The Identity Of Blogging And The Blogging Of Identity

Ben Werdmuller takes the opportunity of Tracy Durnell’s blogging anniversary to make some remarks about identity which, it won’t surprise readers here to learn, are of interest to me.

On the other hand, I know people who have posted to the same domain for almost as long as they’ve been online. I don’t know if I can match that sort of dedication - or a commitment to even having a continuous identity for all that time. Am I the same person I was 20+ years ago? A little bit yes, but mostly not really. The idea of joining up my life online on a long-term basis is actually quite daunting.

I can’t speak to whether or not I’ve addressed this in earlier blogging incarnations, but at least as early as 2019, I’d been discussing my lack of any “stable, constant sense of self and identity”—in that case riffing off an article on derailment.

At any rate, by the article and study above, my entire life appears to be one of routine “derailment”, per se, except in that I don’t feel the discomfort they speak of, over the disconnect between the who I was and the who I am. I’m not sure it ever occurred to me to think of myself as anything other than a succession of selves.

I’ve even read some past blogging and very specifically noted such a sense of disconnect.

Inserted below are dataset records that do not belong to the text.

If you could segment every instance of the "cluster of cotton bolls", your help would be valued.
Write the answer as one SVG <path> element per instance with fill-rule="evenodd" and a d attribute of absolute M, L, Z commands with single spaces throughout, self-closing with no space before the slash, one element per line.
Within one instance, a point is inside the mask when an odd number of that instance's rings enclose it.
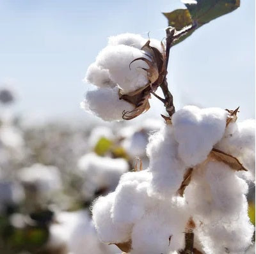
<path fill-rule="evenodd" d="M 134 92 L 148 84 L 148 73 L 143 70 L 148 68 L 148 64 L 142 60 L 131 63 L 140 57 L 150 60 L 141 50 L 146 42 L 140 35 L 129 33 L 109 38 L 108 46 L 87 70 L 85 81 L 97 88 L 87 91 L 81 103 L 83 108 L 110 121 L 122 120 L 124 111 L 134 109 L 132 104 L 119 99 L 119 93 Z M 163 52 L 160 41 L 150 39 L 150 45 Z"/>
<path fill-rule="evenodd" d="M 148 168 L 123 174 L 95 200 L 99 239 L 131 254 L 166 254 L 184 250 L 193 232 L 202 253 L 244 253 L 254 231 L 244 179 L 254 181 L 255 123 L 230 116 L 195 106 L 175 112 L 150 138 Z"/>
<path fill-rule="evenodd" d="M 119 253 L 99 241 L 88 208 L 115 190 L 135 155 L 145 158 L 148 133 L 159 124 L 92 129 L 13 115 L 0 122 L 0 252 Z M 132 138 L 138 133 L 140 144 Z"/>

I don’t really recognize that person, that me who wrote that. I can’t conjure an internal sense of who he was, or what he was doing when he was thinking these things, or what his life was like, or how he ended up on a blog with a number of the web thinkers of the day.

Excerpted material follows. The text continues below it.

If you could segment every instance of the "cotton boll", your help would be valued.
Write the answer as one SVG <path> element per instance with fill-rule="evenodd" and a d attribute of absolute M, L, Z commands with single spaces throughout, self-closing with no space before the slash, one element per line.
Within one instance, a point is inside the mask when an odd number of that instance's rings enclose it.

Further, I’ve also specifically wondered whether or not the aphantasia and SDAM might be implicated in this routine derailment that is my lifelong identity, a thread I picked up again in a post that also responds to the question of whether or not identity, per se, even matters, and how it relates to the idea of self.

“What matters is not that I have the same or similar characteristics over time,” he writes. “Rather what matters is that my new self was caused by my old self.” Identity, in other words, is malleable and changeable, whereas self is a matter of causation and intention.

This entire thread has fascinated me more and more ever since I began the blog restoration project.

Events like Tracy’s blogiversary can’t help but drive me back into it, and in fact I linked a post of mine the other day when mentioning that anniversary, one which is titled for Winne Lim’s exhortation to “normalize being whole persons”. There, I’d wondered what it will be like to have “those other versions of me […] together as a continuous whole”.

(It came to mind, too, when Colin mentioned to me—also here—that he’d thought I’d gone dark because I hadn’t appeared in his RSS reader since ages. Clearly I very much had not, but the issue was that since I’d moved from Weblog.LOL back to self-hosted WordPress, I’d not bothered to set up any redirects for the RSS feeds. Derailment of a different sort, I suppose.)

At any rate, Ben also marvels a bit at the fact that any blogger actually can figure out their anniversaries at all.

I’m a little jealous that she can pinpoint an anniversary date. For me, it depends on how you judge: I had a hand-rolled blog of sorts when I went to university in 1998, but was it really a blog? I definitely had a public Livejournal in 2001, but was that a blog? How about blog I used to keep on Elgg dot net (now a domain squatter, may it rest in peace)? My old domain, benwerd.com, dates back to 2006, and my current one, werd.io, only goes back to 2013. It’s a bit of a messy history, with stops and false starts.

My very hazy and not entirely reliable memory suggests that I had something prior to the March 2000 posts which form the earliest posts here but for the life of me I can’t recall what it possibly could have been. It certainly would have been done by hand, but just as certainly, if it even existed at all, it’s long lost.

It’s also true that none of my platform microblogging will be part of this restoration. None of my Twitter, or Mastodon, or Bluesky. Nor the “status updates” that appear on my homepage that are driven by Status.LOL. Any microblogging I did on my own blogs, however, will be included. There’s a lot of that, in fact, pre-Twitter.

(For a time this year, I’d been browsing my Twitter archive for other reasons, and actually found it fascinating to find signs of my then-undiagnosed autism spectrum and sensory processing disorders, among other things. I’ve thought about taking another deep dive, but it’s exhausting work as I tended to tweet everything.)

For all of how much of my blogging I’ve in fact been able to locate either through archives I downloaded or thanks to the Wayback Machine, even here I will not be an entirely complete succession of mes.

In one of my posts linked above, I ended by wondering, “In the end, when much of the less-than-ephemeral things I’ve said online is back online, just how many of me will there be?”

How alike will be they be? How different? What gaps will surface and what might my memory offer me by way of explanation for them? Given that I didn’t legally change my name until midlife, will it even be “Bixes all the way down”, or is someone else lurking down there, at the bottom?